When stylist Nicolas Bru met Shakira four months ago, he never could have imagined it would lead to the Super Bowl. “I just love working with someone who is such a creative force,” shared Bru, who has worked with Mariah Carey and Sofia Carson in the past, on the phone from Miami. “She’s been doing it for 20 years and has remained true to herself.”
Once he began working with the Lebanese-Columbian singer full time, Bru wanted that integrity to come through in the costumes without resorting to homage. “My first thought was ‘Lets do something in line with who she is as a pop star’ because, for me the Super Bowl is a testament to your entire career,” he says. “It’s not a retrospective, but it shows that you’ve had a significant impact on entertainment. So, I wanted to do something in line with her DNA but amping it up and making it extra special.” Overt callbacks, like the iconic one-legged catsuit from the She Wolf music video, were reserved for the backup performers, while Shakira’s look was a distillation of signatures.
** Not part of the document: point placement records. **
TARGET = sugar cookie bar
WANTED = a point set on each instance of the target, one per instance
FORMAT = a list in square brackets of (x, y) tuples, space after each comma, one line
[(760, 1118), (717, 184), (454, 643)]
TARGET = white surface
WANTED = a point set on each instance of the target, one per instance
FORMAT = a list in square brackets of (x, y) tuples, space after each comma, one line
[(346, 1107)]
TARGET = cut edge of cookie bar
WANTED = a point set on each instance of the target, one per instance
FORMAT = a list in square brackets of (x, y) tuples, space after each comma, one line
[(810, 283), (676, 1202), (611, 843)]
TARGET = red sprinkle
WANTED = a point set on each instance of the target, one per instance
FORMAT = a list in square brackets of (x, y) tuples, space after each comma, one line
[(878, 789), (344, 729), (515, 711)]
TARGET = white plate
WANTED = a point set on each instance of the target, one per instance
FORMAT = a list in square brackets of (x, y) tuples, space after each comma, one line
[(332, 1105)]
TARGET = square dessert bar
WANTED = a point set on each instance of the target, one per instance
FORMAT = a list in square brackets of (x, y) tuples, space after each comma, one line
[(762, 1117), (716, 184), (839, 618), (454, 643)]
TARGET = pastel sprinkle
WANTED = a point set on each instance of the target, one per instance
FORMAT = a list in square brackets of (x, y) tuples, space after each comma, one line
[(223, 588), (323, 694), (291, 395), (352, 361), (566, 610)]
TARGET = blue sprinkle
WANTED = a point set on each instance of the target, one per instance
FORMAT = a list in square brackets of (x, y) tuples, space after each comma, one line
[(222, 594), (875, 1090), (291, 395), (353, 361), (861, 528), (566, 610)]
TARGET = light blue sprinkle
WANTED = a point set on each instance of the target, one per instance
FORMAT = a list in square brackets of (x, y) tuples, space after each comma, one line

Movement served as the guiding principle behind the entire wardrobe, and clothes with restrictive elements were automatically vetoed. “One of the initial things that came to mind when I started working on this was the belly dancing aspect of her performances,” says Bru. “One of my favorite costumes of hers from over the years is this skirt that had three rows of fringe and moved in a way that was so beautiful. In the beginning, I was looking at fabrication, the way she dances touches on several different styles, and we needed [materials] that could accentuate that.”
Peter Dundas proved to be the ideal collaborator. Having crafted tour costumes for Beyoncé and Rita Ora, the Norwegian designer knows how to create fashion with motion in mind. “The colors, the details, the intricacy and movement—he just has the right vibe,” says Bru.